List 4 criteria that are relevant in determining drug choice for cardiac arrhythmias.
1 - Type of arrhythmia.
2 - Cause of arrhythmia.
3 - Comorbidities.
4 - Drug interactions.
List 2 conditions for which a drug that affects force of contraction might be needed.
1 - Heart failure.
2 - Anaphylaxis.
In a well-functioning heart, what is the determinant of force of contraction?
Intracellular Ca2+.
What are the 3 classes of inotropic drugs?
1 - Sympathomimetics (not covered in this lecture).
2 - Cardiac glycosides.
3 - Phosphodiesterase inhibitors.
What is the effect of inotropic drugs on the physiological conditions of the myocyte?
They increase intracellular Ca2+.
*Ino = fibre, tropic = change.
Describe the mechanism of action for cardiac glycosides such as digoxin.
- Cardiac glycosides partially inhibit the Na+/K+ ATPase.
- This diminishes the concentration gradient of Na+, which is normally abundant on the outside of the myocyte membrane.
- This decreases the functioning of the Ca2+ / 3Na+ antiporter, which relies on the concentration gradient of Na+ to export Ca2+.
- This results in an increased intracellular Ca2+.
Why are there many side effects of cardiac glycosides?
List 4 side effects of cardiac glycosides.
- Because Na+/K+ ATPases are ubiquitous throughout the body.
1 - Arrhythmia.
2 - Neurological disturbance.
3 - GIT problems.
4 - Gynaecomastia
Why is gynaecomastia a side effect of digoxin?
Because digoxin has a similar structure to oestrogen.
Explain the drug interaction between digoxin and diuretics.
- Some diuretics can cause hypokalaemia.
- Digoxin inhibits the Na+/K+ ATPase by binding to the same site of the ATPase as K+.

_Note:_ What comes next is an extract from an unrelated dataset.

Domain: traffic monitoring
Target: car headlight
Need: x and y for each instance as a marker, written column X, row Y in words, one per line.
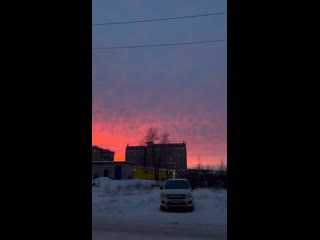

- A decrease in K+ therefore results in an increased effect of digoxin as more binding sites become available.
List 2 phosphodiesterase inhibitors.
1 - Milrinone.
2 - Enoximone.
What is the function of phosphodiesterase?
Catalyse the breakdown of intracellular messengers such as cAMP and cGMP.
What is the role of cAMP in cardiac myocytes?
They increase opening of the Ca2+ ion channels, causing calcium-induced calcium release (positive inotropic effect).
Describe the mechanism of action for phosphodiesterase inhibitors in cardiac myocytes.
- Inhibiting phosphodiesterase leads to an increase in intracellular cAMP.
- An increase in intracellular cAMP leads to an increase in Ca2+ channel opening.
- An increase in open Ca2+ channels leads to an increase in intracellular Ca2+, and therefore an increase in calcium-induced calcium release.
Which type of phosphodiesterase is most abundant in the heart?
Type 3 phosphodiesterases.
How does the half life of phosphodiesterase inhibitors compare to that of other inotropic drugs?
Phosphodiesterase inhibitors have a particularly short half life.
Which section of the cardiac action potential is affected by ivabradine?
The pacemaker potential.
List 3 types of drugs that affect the heart but do not act directly on the heart.
Why do these drugs have an impact on the heart?
1 - Diuretics (decrease blood volume).
2 - Vasodilators (increase blood volume).
3 - Angiotensin converting enzyme (ACE) inhibitors (decrease blood pressure).